Caching Strategies for Scaling Drupal: Foundations

Regardless of the purpose of your Drupal site, it is important that the site be reliably available and performant for your users. For those of us with limited resources at our disposal it isn’t feasible to scale up hardware indefinitely.

Thankfully, Drupal provides us with a number of tools in core, and even more in the contrib community, that make caching accessible to even the least technical amongst us. Let’s walk through the basics of the Drupal cache and discuss the importance of properly configuring cache with the goal of avoiding common missteps.

Anatomy of a web request

Let’s say you have a Drupal site, freshly minted from the most recent release of Drupal core, and you’ve built out a basic site with content, users, and a theme. When someone visits that site there are a number of things Drupal needs to do in order to deliver a response to that user. It is important to keep in mind that Drupal builds pages dynamically, which gives you great flexibility when customizing sections of your site based off of path, user roles, product categories, or any other criteria.

That customization comes a cost, however, because Drupal has to make calls to the database and use server memory to execute PHP functions. There is, of course, a limit to the number of concurrent PHP processes a server can run at any given time, and this is the most common bottleneck in uncached Drupal performance. When PHP processes are tied up it means that Apache must hold a request and wait for a process to become free; this will result in the server’s CPU warming up as it waits on other services. Eventually, when the queues for these services are too busy requests will time out, which is what we want to avoid.

So, how do we avoid a rush on PHP processes if Drupal needs those resources to build pages? The first thing we should do is enable page caching to prevent Drupal from doing the same work twice, or two hundred times. Going back to the example above, when a user types into a browser the process to deliver a page to that user looks like this:

  1. DNS server routes the request to your hosting provider.
  2. Drupal receives the request for and boots up.
  3. Drupal connects to its database to pull together all of the elements of that page.
  4. PHP code turns the query results into an object which is passed to the theme engine.
  5. A themed page is rendered and delivered to the user.

Now, that’s a very simplified workflow, but it gives you an idea of what Drupal is doing in broad strokes. With our currently uncached site this workflow must be stepped through for every single request, even if two users make the exact same request, which is where caching can help us reduce the load on server resources.

Starting from scratch with Drupal cache

Let's lay out a scenario where an uncached Drupal site can be optimized, so redundant requests aren’t sent to origin (Apache, PHP, MySQL).
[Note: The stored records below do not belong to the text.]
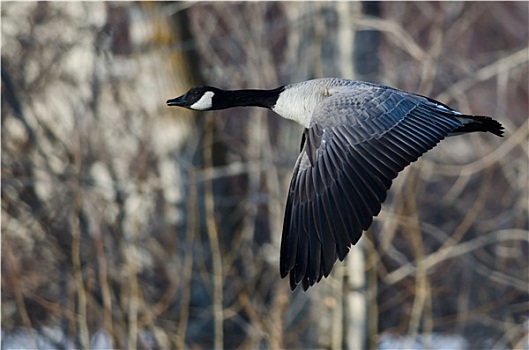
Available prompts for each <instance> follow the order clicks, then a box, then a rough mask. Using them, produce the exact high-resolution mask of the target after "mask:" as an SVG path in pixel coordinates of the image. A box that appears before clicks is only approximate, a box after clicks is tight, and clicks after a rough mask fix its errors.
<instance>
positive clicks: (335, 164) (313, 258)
mask: <svg viewBox="0 0 529 350" xmlns="http://www.w3.org/2000/svg"><path fill="white" fill-rule="evenodd" d="M167 104H168V105H169V106H178V107H185V108H189V109H193V110H200V111H204V110H216V109H225V108H231V107H239V106H256V107H265V108H269V109H271V110H273V111H274V112H276V113H277V114H279V115H280V116H282V117H283V118H287V119H292V120H294V121H296V122H298V123H299V124H301V125H303V126H304V127H305V130H304V132H303V135H302V139H301V153H300V155H299V157H298V159H297V162H296V165H295V167H294V174H293V177H292V180H291V182H290V189H289V192H288V198H287V203H286V210H285V219H284V223H283V233H282V237H281V255H280V273H281V277H285V276H286V275H287V274H288V273H290V287H291V289H292V290H294V289H295V288H296V286H297V285H298V284H299V283H302V285H303V289H304V290H307V289H308V288H309V287H310V286H312V285H314V284H315V283H316V282H319V280H320V279H321V278H322V276H325V277H327V276H328V275H329V273H330V272H331V269H332V266H333V265H334V263H335V262H336V259H340V260H343V259H344V258H345V256H346V255H347V253H348V251H349V249H350V247H351V244H355V243H356V242H357V241H358V240H359V239H360V236H361V234H362V231H363V230H367V229H368V228H369V226H370V225H371V223H372V221H373V216H376V215H377V214H378V213H379V212H380V209H381V203H382V202H383V201H384V200H385V198H386V194H387V190H388V189H389V187H390V186H391V181H392V180H393V179H394V178H395V177H396V176H397V173H398V172H399V171H401V170H402V169H404V168H405V167H406V166H407V165H408V164H410V163H411V162H414V161H415V160H417V158H419V157H420V156H421V155H422V154H423V153H424V152H426V151H428V150H429V149H431V148H433V147H434V146H435V145H436V144H437V143H438V142H439V141H441V140H442V139H444V138H445V137H446V136H451V135H457V134H462V133H467V132H473V131H483V132H487V131H488V132H491V133H493V134H495V135H498V136H502V134H503V126H502V125H501V124H500V123H498V122H497V121H495V120H493V119H491V118H490V117H485V116H476V115H465V114H462V113H460V112H457V111H455V110H453V109H452V108H450V107H448V106H446V105H444V104H442V103H440V102H437V101H435V100H433V99H430V98H428V97H424V96H421V95H416V94H413V93H409V92H405V91H402V90H398V89H394V88H391V87H387V86H383V85H378V84H373V83H367V82H361V81H354V80H347V79H338V78H325V79H315V80H309V81H305V82H301V83H297V84H290V85H286V86H281V87H278V88H276V89H273V90H233V91H229V90H222V89H219V88H215V87H210V86H199V87H194V88H192V89H191V90H189V91H188V92H187V93H186V94H184V95H182V96H180V97H177V98H174V99H171V100H168V101H167Z"/></svg>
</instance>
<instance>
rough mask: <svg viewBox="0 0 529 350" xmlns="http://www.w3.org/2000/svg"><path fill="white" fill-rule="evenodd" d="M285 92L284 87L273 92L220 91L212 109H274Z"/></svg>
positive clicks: (256, 91)
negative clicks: (246, 108)
mask: <svg viewBox="0 0 529 350" xmlns="http://www.w3.org/2000/svg"><path fill="white" fill-rule="evenodd" d="M283 90H284V87H282V86H281V87H278V88H276V89H272V90H254V89H247V90H219V91H218V92H217V93H215V95H214V97H213V101H214V102H213V108H212V109H225V108H231V107H245V106H252V107H264V108H272V107H274V106H275V104H276V102H277V99H278V98H279V94H280V93H281V92H282V91H283Z"/></svg>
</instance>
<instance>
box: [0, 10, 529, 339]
mask: <svg viewBox="0 0 529 350" xmlns="http://www.w3.org/2000/svg"><path fill="white" fill-rule="evenodd" d="M1 6H2V12H1V16H2V74H1V77H2V109H1V117H2V120H1V123H2V131H1V132H2V134H1V136H2V138H1V144H2V186H1V198H2V223H1V225H2V321H3V322H2V327H3V331H4V332H3V337H2V346H3V347H4V346H5V347H6V348H8V347H10V346H9V344H13V341H14V340H9V341H10V343H8V339H15V338H16V337H17V336H18V335H19V334H22V335H21V336H29V337H30V338H29V339H33V340H34V342H33V343H31V345H28V346H31V347H36V346H39V344H40V346H41V347H51V346H54V347H66V346H70V345H71V344H72V342H73V344H75V346H76V347H82V348H88V347H97V346H96V345H98V344H106V345H105V346H111V347H115V348H142V347H145V348H146V347H161V348H184V347H197V348H213V347H225V348H297V347H299V348H315V347H318V348H320V347H321V348H342V347H359V346H361V345H360V344H364V346H366V347H369V348H373V347H374V346H375V345H376V344H378V346H379V347H384V346H388V347H401V348H403V347H411V346H412V345H414V344H419V345H420V346H423V347H428V346H429V347H434V346H436V345H437V344H436V342H437V341H438V339H439V338H438V334H446V335H458V336H460V337H461V338H463V339H464V340H463V343H465V344H466V346H467V347H469V348H485V347H486V348H492V347H496V348H515V347H522V344H525V343H524V341H525V342H526V341H527V325H528V322H529V321H528V318H527V315H528V314H529V310H528V306H527V305H528V301H529V300H528V299H529V293H528V277H527V276H528V275H529V270H528V265H529V262H528V256H529V244H528V243H529V242H528V241H529V239H528V228H529V222H528V217H527V215H528V211H529V209H528V198H529V197H528V188H529V186H527V184H528V179H529V175H528V169H529V166H528V161H529V156H528V155H529V150H528V147H527V144H528V140H529V137H528V134H529V126H528V122H527V115H529V111H528V107H527V106H528V105H529V101H528V89H527V87H528V84H529V82H528V76H529V74H528V61H529V58H528V47H527V45H528V44H527V43H528V26H527V24H528V23H529V19H528V4H527V3H523V2H513V3H501V2H499V3H472V2H450V3H444V2H405V3H392V2H380V3H366V4H360V3H354V2H352V3H348V2H337V3H334V2H249V3H183V2H162V3H152V2H145V3H143V2H142V3H132V4H129V3H61V4H55V3H48V2H26V3H16V2H8V3H2V5H1ZM324 76H343V77H349V78H354V77H355V76H356V77H357V78H361V79H369V80H376V81H380V82H382V83H386V84H388V85H392V86H395V87H399V88H402V89H406V90H410V91H415V92H418V93H422V94H427V95H429V96H432V97H434V98H437V99H440V100H441V101H442V102H444V103H447V104H450V105H452V106H454V107H457V108H459V109H460V110H462V111H464V112H468V113H475V114H485V115H491V116H494V117H495V118H497V119H498V120H499V121H501V122H502V124H504V126H505V127H506V130H507V131H506V136H505V138H503V139H497V138H492V137H491V136H490V135H468V136H466V137H460V138H452V139H450V140H447V141H445V142H443V143H442V144H440V145H439V146H438V147H436V148H435V149H434V150H432V151H431V152H428V153H427V154H426V155H425V156H424V157H422V158H421V160H420V161H419V162H417V163H416V164H413V165H412V166H411V167H410V168H409V169H407V170H406V171H404V172H403V173H402V174H401V175H400V176H399V177H398V178H397V179H396V180H395V182H394V184H393V187H392V190H391V191H390V194H389V197H388V199H387V201H386V203H385V204H384V206H383V210H382V212H381V214H380V215H379V216H378V217H377V218H376V220H375V223H374V225H373V227H372V229H371V230H370V232H368V233H367V234H366V236H367V237H365V238H363V239H362V240H361V244H359V245H358V246H355V247H353V248H352V250H351V252H350V254H349V257H348V261H347V262H346V263H337V264H336V266H335V267H334V271H333V273H332V275H331V276H330V277H329V278H328V279H326V280H324V281H322V282H320V283H319V284H318V285H317V286H314V287H313V288H311V289H310V290H309V291H308V292H306V293H304V292H302V291H300V290H297V291H295V292H293V293H291V292H290V291H289V289H288V283H287V281H283V280H281V279H280V278H279V273H278V268H277V266H278V260H279V256H278V254H279V239H280V232H281V224H282V219H283V209H284V201H285V196H286V190H287V188H288V183H289V181H290V177H291V172H292V167H293V165H294V163H295V159H296V157H297V150H299V142H300V135H301V128H300V127H299V126H298V125H294V124H293V123H290V122H288V121H285V120H283V119H281V118H277V117H275V116H273V115H272V113H269V112H268V111H266V110H262V109H243V108H241V109H234V110H226V111H217V112H211V113H209V114H204V115H197V114H196V113H190V112H186V111H182V110H175V109H169V108H167V107H166V106H165V100H166V99H167V98H171V97H174V96H176V95H179V94H180V93H182V92H184V91H186V90H187V89H188V88H189V87H190V86H192V85H196V84H201V83H203V82H205V83H207V84H210V85H218V86H221V87H224V88H252V87H253V88H272V87H276V86H279V85H282V84H286V83H290V82H295V81H301V80H307V79H310V78H315V77H324ZM366 272H367V273H366ZM366 298H367V300H366ZM366 304H367V305H366ZM366 308H367V310H366ZM365 317H367V319H366V318H365ZM366 323H367V324H366ZM21 328H23V329H25V330H27V332H26V333H21V332H19V331H18V330H19V329H21ZM61 335H62V336H61ZM389 335H392V336H393V337H392V338H388V337H389ZM44 337H45V338H47V339H48V340H47V341H46V342H44V341H43V340H42V339H43V338H44ZM397 337H402V339H404V341H407V343H406V342H404V343H402V342H399V338H397ZM50 339H51V340H53V342H52V341H51V340H50ZM105 339H106V340H105ZM388 339H389V340H388ZM465 339H466V340H465ZM524 339H525V340H524ZM428 341H430V343H428ZM19 344H20V343H19ZM25 344H27V342H26V343H25ZM42 344H47V345H46V346H44V345H42ZM50 344H52V345H50ZM388 344H390V345H388ZM399 344H400V345H399ZM439 344H441V343H439ZM28 346H23V347H28ZM11 347H16V346H11ZM19 347H20V345H19Z"/></svg>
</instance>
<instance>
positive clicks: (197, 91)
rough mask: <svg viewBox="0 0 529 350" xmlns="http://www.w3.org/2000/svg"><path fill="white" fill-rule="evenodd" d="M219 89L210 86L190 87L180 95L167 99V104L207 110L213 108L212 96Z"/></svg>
mask: <svg viewBox="0 0 529 350" xmlns="http://www.w3.org/2000/svg"><path fill="white" fill-rule="evenodd" d="M219 92H220V89H217V88H214V87H212V86H197V87H194V88H192V89H190V90H189V91H188V92H186V93H185V94H183V95H182V96H179V97H176V98H173V99H170V100H167V105H168V106H177V107H184V108H188V109H193V110H196V111H208V110H212V109H218V108H215V106H216V104H215V101H214V98H215V97H216V95H218V94H219Z"/></svg>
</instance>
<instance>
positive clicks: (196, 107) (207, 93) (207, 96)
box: [189, 91, 215, 111]
mask: <svg viewBox="0 0 529 350" xmlns="http://www.w3.org/2000/svg"><path fill="white" fill-rule="evenodd" d="M213 95H215V93H214V92H213V91H206V92H205V93H204V95H202V97H201V98H200V100H198V101H197V102H195V103H193V104H192V105H191V106H189V108H191V109H195V110H197V111H206V110H208V109H211V107H212V106H213Z"/></svg>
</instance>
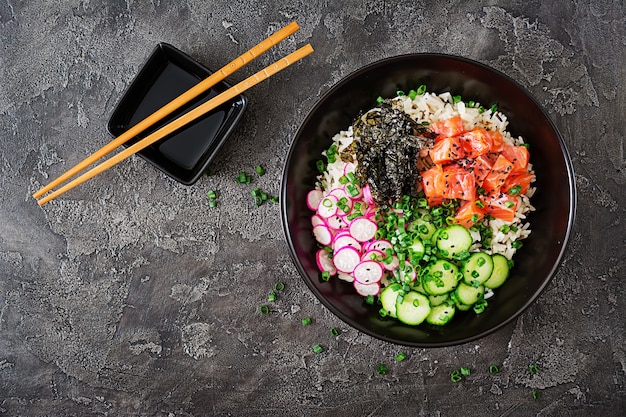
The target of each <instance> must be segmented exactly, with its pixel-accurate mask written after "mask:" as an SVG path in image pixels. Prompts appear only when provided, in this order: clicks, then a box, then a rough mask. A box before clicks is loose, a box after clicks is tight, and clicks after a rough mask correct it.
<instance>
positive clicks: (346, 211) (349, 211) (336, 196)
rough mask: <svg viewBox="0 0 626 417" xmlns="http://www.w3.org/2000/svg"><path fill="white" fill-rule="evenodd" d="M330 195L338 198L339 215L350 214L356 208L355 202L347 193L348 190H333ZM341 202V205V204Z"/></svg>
mask: <svg viewBox="0 0 626 417" xmlns="http://www.w3.org/2000/svg"><path fill="white" fill-rule="evenodd" d="M328 195H332V196H335V197H337V208H338V210H337V213H338V214H343V215H346V214H349V213H350V212H352V207H353V206H354V203H353V201H352V200H351V199H350V196H349V195H348V194H347V193H346V190H345V189H343V188H333V190H332V191H331V192H329V193H328ZM340 202H341V204H340Z"/></svg>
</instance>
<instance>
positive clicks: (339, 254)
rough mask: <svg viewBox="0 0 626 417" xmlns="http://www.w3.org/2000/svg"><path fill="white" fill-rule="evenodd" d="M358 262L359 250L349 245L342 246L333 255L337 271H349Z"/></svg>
mask: <svg viewBox="0 0 626 417" xmlns="http://www.w3.org/2000/svg"><path fill="white" fill-rule="evenodd" d="M359 262H361V256H360V255H359V251H358V250H356V249H355V248H353V247H351V246H344V247H343V248H341V249H339V250H338V251H335V254H334V255H333V263H334V264H335V268H337V271H339V272H345V273H351V272H352V271H354V267H355V266H357V265H358V263H359Z"/></svg>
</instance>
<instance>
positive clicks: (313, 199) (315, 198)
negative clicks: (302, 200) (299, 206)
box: [306, 189, 324, 211]
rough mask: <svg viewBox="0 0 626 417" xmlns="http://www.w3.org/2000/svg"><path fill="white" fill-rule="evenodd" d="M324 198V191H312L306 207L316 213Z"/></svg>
mask: <svg viewBox="0 0 626 417" xmlns="http://www.w3.org/2000/svg"><path fill="white" fill-rule="evenodd" d="M322 198H324V192H323V191H322V190H318V189H315V190H311V191H309V192H308V194H307V195H306V205H307V206H308V207H309V209H311V210H313V211H315V210H317V206H319V204H320V201H322Z"/></svg>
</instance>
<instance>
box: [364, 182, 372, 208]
mask: <svg viewBox="0 0 626 417" xmlns="http://www.w3.org/2000/svg"><path fill="white" fill-rule="evenodd" d="M363 199H364V200H365V202H366V203H367V204H368V205H370V206H371V205H372V204H374V197H373V196H372V189H371V188H370V186H369V184H366V185H365V187H363Z"/></svg>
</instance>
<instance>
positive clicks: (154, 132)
mask: <svg viewBox="0 0 626 417" xmlns="http://www.w3.org/2000/svg"><path fill="white" fill-rule="evenodd" d="M311 52H313V48H312V47H311V45H310V44H308V45H305V46H303V47H302V48H300V49H298V50H297V51H295V52H293V53H291V54H289V55H287V56H286V57H284V58H282V59H280V60H279V61H276V62H275V63H273V64H271V65H269V66H267V67H265V68H264V69H262V70H261V71H259V72H257V73H256V74H254V75H252V76H250V77H248V78H246V79H245V80H243V81H241V82H240V83H238V84H236V85H235V86H233V87H231V88H229V89H228V90H226V91H224V92H223V93H221V94H220V95H218V96H216V97H214V98H212V99H211V100H209V101H207V102H206V103H204V104H202V105H200V106H198V107H196V108H195V109H193V110H191V111H189V112H188V113H185V114H183V115H182V116H180V117H178V118H177V119H175V120H174V121H172V122H171V123H169V124H167V125H165V126H163V127H162V128H160V129H159V130H157V131H156V132H154V133H152V134H150V135H148V136H146V137H145V138H144V139H141V140H140V141H139V142H137V143H135V144H133V145H131V146H129V147H128V148H126V149H124V150H123V151H121V152H120V153H118V154H116V155H114V156H112V157H111V158H109V159H107V160H106V161H104V162H103V163H101V164H100V165H96V166H95V167H94V168H92V169H91V170H89V171H87V172H85V173H84V174H82V175H81V176H79V177H77V178H75V179H74V180H72V181H70V182H69V183H67V184H66V185H64V186H63V187H61V188H59V189H58V190H56V191H53V192H52V193H50V194H48V195H46V196H45V197H43V198H42V199H41V200H39V201H37V203H38V204H39V205H40V206H42V205H44V204H46V203H47V202H49V201H50V200H52V199H54V198H56V197H58V196H60V195H61V194H63V193H65V192H67V191H69V190H71V189H72V188H74V187H76V186H78V185H80V184H82V183H84V182H85V181H87V180H88V179H90V178H93V177H95V176H96V175H98V174H100V173H101V172H103V171H106V170H107V169H109V168H111V167H112V166H114V165H115V164H117V163H119V162H120V161H123V160H124V159H126V158H128V157H129V156H131V155H134V154H135V153H137V152H139V151H140V150H142V149H144V148H145V147H146V146H150V145H151V144H153V143H155V142H157V141H158V140H160V139H162V138H164V137H165V136H167V135H169V134H170V133H172V132H174V131H176V130H177V129H179V128H180V127H182V126H184V125H186V124H187V123H190V122H191V121H193V120H195V119H197V118H198V117H200V116H202V115H203V114H205V113H207V112H209V111H211V110H213V109H215V108H216V107H218V106H220V105H221V104H223V103H225V102H227V101H228V100H231V99H232V98H234V97H235V96H237V95H239V94H241V93H243V92H244V91H246V90H247V89H249V88H250V87H253V86H254V85H256V84H258V83H260V82H261V81H263V80H265V79H267V78H269V77H271V76H272V75H274V74H276V73H277V72H279V71H281V70H283V69H285V68H287V67H288V66H290V65H291V64H293V63H294V62H297V61H299V60H300V59H302V58H304V57H305V56H307V55H309V54H310V53H311Z"/></svg>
We’ll start with enabling Drupal core’s cache settings which are located at Administration > Configuration > Performance > Development > Performance. Here you’ll see a number of options in Drupal 7, while the Drupal 8 version of this page is a bit more straightforward.

In Drupal 7 you’ll see an option to first enable page caching for anonymous user, an option to enable caching of blocks, and then fields to set the lifetime of cached items. Each site will have its own requirements around what TTLs (time to live settings) work best given your use case, but let’s start with caching enabled and a 5 minute setting for "Expiration of cached page." This configuration will mean that when a request is made for a uncached page (like in the scenario above), once the page is rendered a static copy will be stored in MySQL so that subsequent requests for that page, for the next 5 minutes, will be served the static copy rather than having Drupal query, build, and render a new dynamic copy. This will result in far fewer requests to origin until the TTL of the cached page expires. After the 5 minute cache TTL expires, the next request made will go to origin and a new static copy will be stored in cache.

In Drupal 8 core caching options have been streamlined and there are fewer options needed in order to achieve the same results. You’ll now see a “Page cache maximum age” option in Drupal 8 that takes the place of the oft confusing TTL options in Drupal 7. Anonymous caching is on by default so a checkbox is no longer needed. Similarly, block caching architecture was changed for Drupal 8 and blocks now use the same caching system as pages, so there’s no need for added settings there.

The last options on the cache settings page for both Drupal 7 and 8 are the aggregation toggles for JS and CSS files. Enabling both settings are recommended as this can reduce the number of calls made for individual assets and can result in smaller file sizes through optimization that takes place during aggregation and caching.

Beyond Drupal Core

Now that we’ve discussed basic cache configuration for Drupal we should look at further optimizations to make our applications scale much further. Continuing the scenario we were using above, the current limitation with scaling core caching is the database layer. Because Drupal’s cache is written to the database, there’s still a requirement that the database have capacity to handle any administrative load (creating nodes, configuring Views, enabling modules, etc.) in addition to reading, writing, and updating cached objects. Therefore, our goal should be to move Drupal’s cache out of the database and into an external service. To take it a step even further, we should look at other tools and systems to leverage as proxy caching layers to further optimize responses for the majority of visitors.

Each of those next steps is worthy of an extensive discussion itself, which we’ll plan on addressing in a follow up article.